Affrontée, elle aussi, aux défis de la société et à la demande des nouvelles générations, l’Eglise de Hongkong chercha à y répondre par la création de davantage de commissions. Cela apparaît clairement si l’on considère les cinquante dernières années. Dans les années cinquante, il n’y avait aucune commission dans le diocèse de Hongkong, si l’on excepte des services fonctionnels comme l’Association catholique pour la réinsertion ou l’Association catholique chinoise pour le bien-être social.

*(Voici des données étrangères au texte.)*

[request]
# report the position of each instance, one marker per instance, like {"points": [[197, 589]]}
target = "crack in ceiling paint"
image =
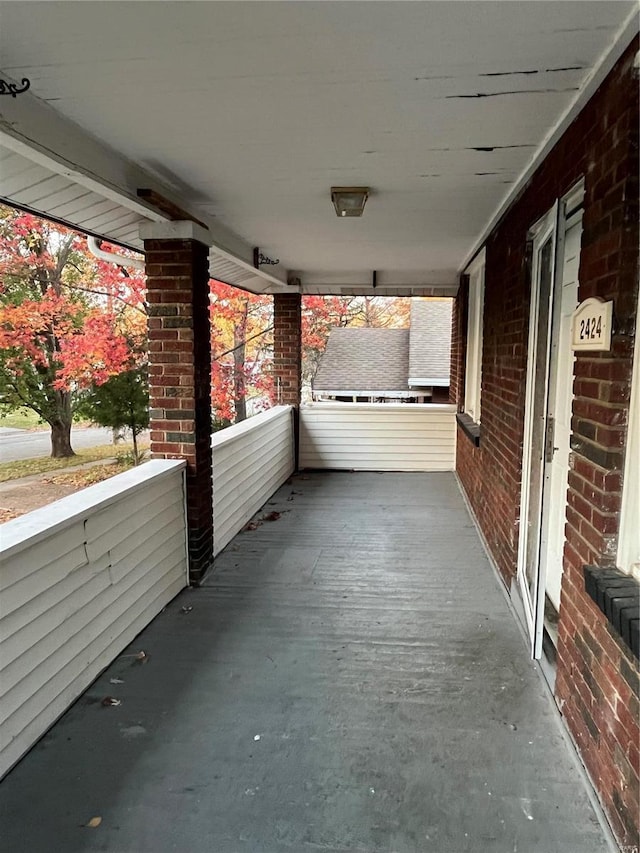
{"points": [[533, 71], [514, 92]]}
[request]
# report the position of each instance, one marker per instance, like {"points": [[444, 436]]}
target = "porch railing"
{"points": [[378, 436], [251, 460], [78, 580]]}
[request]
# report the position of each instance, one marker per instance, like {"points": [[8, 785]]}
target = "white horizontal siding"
{"points": [[79, 580], [31, 185], [251, 461], [378, 437]]}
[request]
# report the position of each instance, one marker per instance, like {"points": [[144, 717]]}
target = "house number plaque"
{"points": [[592, 325]]}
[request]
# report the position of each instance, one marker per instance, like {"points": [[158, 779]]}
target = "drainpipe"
{"points": [[122, 261]]}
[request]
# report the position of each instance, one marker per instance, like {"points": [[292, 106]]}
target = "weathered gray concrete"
{"points": [[350, 679]]}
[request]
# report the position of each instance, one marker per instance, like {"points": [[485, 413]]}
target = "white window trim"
{"points": [[628, 558], [473, 364]]}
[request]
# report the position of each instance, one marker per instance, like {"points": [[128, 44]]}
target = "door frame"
{"points": [[553, 224]]}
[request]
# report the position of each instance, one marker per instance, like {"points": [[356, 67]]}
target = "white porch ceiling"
{"points": [[246, 113]]}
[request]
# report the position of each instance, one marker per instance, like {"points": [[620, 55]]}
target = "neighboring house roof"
{"points": [[389, 362], [372, 360], [430, 342]]}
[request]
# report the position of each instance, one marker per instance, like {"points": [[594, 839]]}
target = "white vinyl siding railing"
{"points": [[251, 460], [79, 579], [378, 437]]}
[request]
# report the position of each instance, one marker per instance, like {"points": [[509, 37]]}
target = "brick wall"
{"points": [[597, 678], [180, 378], [287, 352]]}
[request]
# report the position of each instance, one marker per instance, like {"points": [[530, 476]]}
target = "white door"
{"points": [[559, 414], [545, 464]]}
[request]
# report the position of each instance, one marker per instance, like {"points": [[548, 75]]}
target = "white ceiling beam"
{"points": [[32, 128]]}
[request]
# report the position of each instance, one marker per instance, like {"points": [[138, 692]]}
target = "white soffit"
{"points": [[245, 114]]}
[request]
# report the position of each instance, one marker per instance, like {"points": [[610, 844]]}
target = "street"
{"points": [[23, 444]]}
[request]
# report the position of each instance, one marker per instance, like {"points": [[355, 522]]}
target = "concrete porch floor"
{"points": [[350, 678]]}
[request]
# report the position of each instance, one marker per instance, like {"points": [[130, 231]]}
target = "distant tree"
{"points": [[63, 320], [241, 352], [320, 314], [122, 402]]}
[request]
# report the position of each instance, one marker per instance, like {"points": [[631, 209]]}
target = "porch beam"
{"points": [[33, 129], [177, 267]]}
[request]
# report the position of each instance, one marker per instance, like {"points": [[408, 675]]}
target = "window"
{"points": [[629, 537], [473, 368]]}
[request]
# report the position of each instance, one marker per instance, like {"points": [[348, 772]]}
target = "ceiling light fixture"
{"points": [[349, 201]]}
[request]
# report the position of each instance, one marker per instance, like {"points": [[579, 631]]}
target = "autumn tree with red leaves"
{"points": [[241, 352], [67, 320]]}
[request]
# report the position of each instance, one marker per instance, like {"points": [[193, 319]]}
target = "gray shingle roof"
{"points": [[374, 360], [384, 360], [430, 344]]}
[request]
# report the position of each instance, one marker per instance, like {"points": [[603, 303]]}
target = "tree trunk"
{"points": [[61, 440], [61, 426]]}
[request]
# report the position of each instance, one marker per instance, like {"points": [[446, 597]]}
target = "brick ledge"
{"points": [[618, 597]]}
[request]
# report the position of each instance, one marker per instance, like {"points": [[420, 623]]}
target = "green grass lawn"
{"points": [[43, 464]]}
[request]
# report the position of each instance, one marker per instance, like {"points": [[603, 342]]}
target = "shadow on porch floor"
{"points": [[350, 678]]}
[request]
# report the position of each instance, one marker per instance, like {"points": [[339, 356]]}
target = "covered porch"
{"points": [[350, 677]]}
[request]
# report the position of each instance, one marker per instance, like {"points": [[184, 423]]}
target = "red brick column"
{"points": [[287, 356], [180, 374], [287, 350]]}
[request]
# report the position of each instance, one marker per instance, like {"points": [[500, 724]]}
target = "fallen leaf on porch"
{"points": [[7, 514]]}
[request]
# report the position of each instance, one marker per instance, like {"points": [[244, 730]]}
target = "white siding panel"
{"points": [[79, 579], [378, 437], [250, 462]]}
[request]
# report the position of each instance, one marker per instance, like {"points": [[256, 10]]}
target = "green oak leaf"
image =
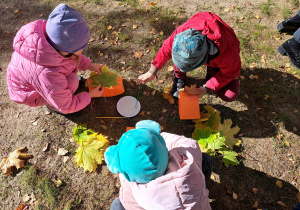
{"points": [[106, 79]]}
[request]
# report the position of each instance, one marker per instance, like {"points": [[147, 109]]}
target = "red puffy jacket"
{"points": [[228, 61]]}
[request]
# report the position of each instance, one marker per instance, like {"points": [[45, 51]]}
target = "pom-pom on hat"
{"points": [[189, 50], [67, 29], [141, 154]]}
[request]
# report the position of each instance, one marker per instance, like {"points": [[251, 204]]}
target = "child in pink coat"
{"points": [[47, 56], [159, 170]]}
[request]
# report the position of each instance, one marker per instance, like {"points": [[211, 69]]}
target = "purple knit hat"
{"points": [[67, 29]]}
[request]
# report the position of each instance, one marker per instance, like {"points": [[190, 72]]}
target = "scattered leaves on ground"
{"points": [[15, 159]]}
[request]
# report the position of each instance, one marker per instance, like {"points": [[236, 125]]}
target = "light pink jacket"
{"points": [[38, 75], [182, 186]]}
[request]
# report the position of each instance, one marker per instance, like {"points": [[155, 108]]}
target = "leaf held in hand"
{"points": [[193, 90], [106, 79], [229, 133]]}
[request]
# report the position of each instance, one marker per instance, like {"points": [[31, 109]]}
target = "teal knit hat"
{"points": [[189, 50], [141, 154]]}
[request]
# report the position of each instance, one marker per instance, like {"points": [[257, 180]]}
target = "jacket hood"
{"points": [[31, 43]]}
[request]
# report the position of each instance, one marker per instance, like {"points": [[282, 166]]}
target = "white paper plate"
{"points": [[128, 106]]}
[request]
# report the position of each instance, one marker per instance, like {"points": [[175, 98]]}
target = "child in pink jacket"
{"points": [[47, 56], [159, 171]]}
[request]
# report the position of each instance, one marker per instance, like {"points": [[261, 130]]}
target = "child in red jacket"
{"points": [[203, 40]]}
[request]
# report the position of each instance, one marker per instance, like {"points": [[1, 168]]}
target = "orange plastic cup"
{"points": [[188, 106], [111, 91]]}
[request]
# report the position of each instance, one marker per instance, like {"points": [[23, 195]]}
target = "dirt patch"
{"points": [[267, 110]]}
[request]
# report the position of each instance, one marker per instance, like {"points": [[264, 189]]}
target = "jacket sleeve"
{"points": [[165, 52], [230, 66], [58, 91], [84, 62], [175, 141]]}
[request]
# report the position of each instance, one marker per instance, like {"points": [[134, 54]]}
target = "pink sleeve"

Il fallu attendre 1966 pour que l’Eglise de Hongkong crée la commission liturgique destinée à permettre la participation des croyants catholiques aux affaires de l’Eglise. Suivirent la commission pour l’Unité chrétienne et la commission de l’Education. Depuis, le nombre des commissions a augmenté sans cesse. En 1976, il y avait huit commissions. Leur nombre était de 14 en 1975 et de 23 en 1994 (7).

Au niveau paroissial, les conseils de laïcs furent introduits dans les années 1960. Dans la mouvance de ces conseils, furent créés de très nombreuses commissions. Cependant le curé de paroisse conservait la supervision des relations entre le conseil paroissial et les diverses commissions. Ainsi l’instauration de ce modèle aménage un lieu propice à l’expression des opinions de la population; mais le diocèse conserve l’autorité centrale et la direction.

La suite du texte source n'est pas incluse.